На первом месте по звучности в слове телега находится сонорный звук л. Его наличие как бы намекает на эмоциональный подъем, при этом во второй и третьей строфах возникает некий особый ритм, в котором сонорных звуков уже 46 вместо 31 в первой и последней строфах.

Второй по звучности из трех согласных звук в телегег. Конечное его местоположение в слове как бы направляет нас к финальной строфе, где наблюдается некий эмоциональный спад. Но вместе с тем там формулируется афористичная мысль. Вот почему и там довольно много сонорных звуков — их 18.

Из сказанного следует, что в стихотворении Пушкина налицо устойчивая, традиционная предсказуемость названия по отношению к тексту.

Существенно, что Пушкин употребляет одну лексему: лошадь, а Высоцкий — другую: конь. Различие между конь — лошадь в русском языке связано с коннотацией этих двух слов. Дополнительный упор на кони у Высоцкого целенаправлен. Слово кони вызывает у читателя прежде всего темпоральные представления о скорости и стремительности. Оно неотделимо также от идеи легкости преодоления пространства. Однако в данном случае образы, которые появляются с понятием кони, усложняются определением привередливыекони; а также лексической иерархией глаголов во втором стихе первой строфы: стегаю, погоняю. На первый взгляд, сочетание кони привередливые построено по принципу смысловой противоположности, но это только кажется. Это сочетание, с одной стороны, ассоциативно противоречиво, а с другой — логически подчеркнуто. Такая двойственность связана с двуплановостью самого произведения В. Высоцкого.

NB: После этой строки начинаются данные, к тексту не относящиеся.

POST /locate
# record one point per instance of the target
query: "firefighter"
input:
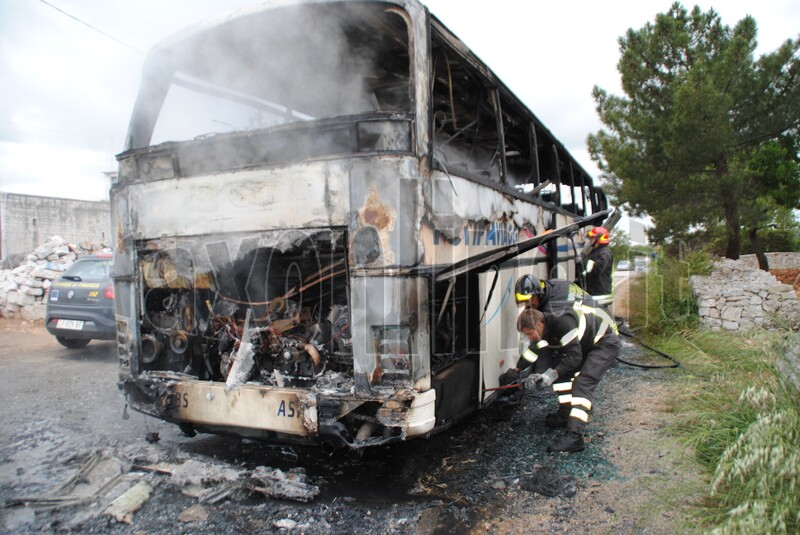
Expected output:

Наличие двух видов строф даже формально обусловлено тем, что три из них — четверостишия, а три другие состоят из шести строк. Напрашивается уточнение: строфы шестистрочные выполняют функции припева. В тексте песни они могли бы быть записаны и как одна строфа-припев, но в данном случае, полагаю, речь идет не просто о повторяемом припеве, а о трех самостоятельных строфах, которые имеют определенные места в стихотворении. Каждый раз, когда звучит рефрен, меняется второй стих — соответственно во второй, четвертой и шестой строфах:

Вы тугую не слушайте плеть...
Не указчики вам кнут и плеть...
Умоляю вас вскачь не лететь...

В финальной шестистрочной строфе есть изменение и в четвертом стихе. Если до этого было:

И дожить не успел, мне допеть не успеть,

— то в последнем повторе разница хоть и мала, но смысл другой:

Коль дожить не успел, так хотя бы — допеть!

Обособление двух видов строф — шести- и четырехстрочных, а также то, что вторая и третья шестистрочные строфы являются вариантами первой, связано с основной темой и проблемой «Коней привередливых». Развитие темы идет главным образом в четырехстрочных строфах, а постановка экзистенциальной проблемы и ее решение сосредоточены в шестистрочных.

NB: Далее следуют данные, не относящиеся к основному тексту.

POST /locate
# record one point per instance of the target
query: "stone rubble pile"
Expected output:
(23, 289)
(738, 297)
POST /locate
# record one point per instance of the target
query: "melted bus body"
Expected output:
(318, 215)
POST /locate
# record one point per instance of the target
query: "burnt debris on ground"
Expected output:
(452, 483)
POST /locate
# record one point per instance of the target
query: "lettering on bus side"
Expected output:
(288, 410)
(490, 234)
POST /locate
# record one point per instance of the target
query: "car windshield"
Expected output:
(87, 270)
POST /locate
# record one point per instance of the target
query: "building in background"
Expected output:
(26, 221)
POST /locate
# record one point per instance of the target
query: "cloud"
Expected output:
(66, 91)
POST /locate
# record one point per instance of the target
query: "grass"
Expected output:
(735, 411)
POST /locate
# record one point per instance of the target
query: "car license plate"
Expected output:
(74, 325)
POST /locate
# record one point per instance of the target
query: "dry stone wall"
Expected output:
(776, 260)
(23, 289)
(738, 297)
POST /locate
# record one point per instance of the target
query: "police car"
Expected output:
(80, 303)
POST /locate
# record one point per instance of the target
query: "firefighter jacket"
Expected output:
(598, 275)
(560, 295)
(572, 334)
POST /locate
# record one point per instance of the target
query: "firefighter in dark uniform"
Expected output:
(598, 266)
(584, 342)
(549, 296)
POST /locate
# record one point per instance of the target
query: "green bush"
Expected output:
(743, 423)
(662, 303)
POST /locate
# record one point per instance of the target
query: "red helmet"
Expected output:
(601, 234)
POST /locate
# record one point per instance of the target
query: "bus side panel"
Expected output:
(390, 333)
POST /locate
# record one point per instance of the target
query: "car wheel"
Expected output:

Первая строфа — это введение в тему через описание конкретной ситуации, имеющей свои временные — хронотопные — измерения. Характерно, что она состоит из двух сложных предложений, в составе которых простые предложения входят друг с другом в отношения паратаксиса. Бросаются в глаза повышенная глагольность (восемь глаголов) и усиленное употребление имен существительных (их девять). Эти особенности позволяют сделать вывод, что первая строфа имеет описательно — повествовательные (информационные) функции и, следовательно, роль ее в том, что она определяет и ведет тему.

Вторая строфа начинается с обращения, непосредственно соотносящегося с четвертой строкой, которая вводит лаконично сформулированную проблему: мне допеть не успеть... Акцент здесь падает на отрицание глаголов, обозначающее незаконченность действия. Пятый и шестой стихи шестистрочной строфы как бы стремятся замедлить события — и все это усиливает драматизм.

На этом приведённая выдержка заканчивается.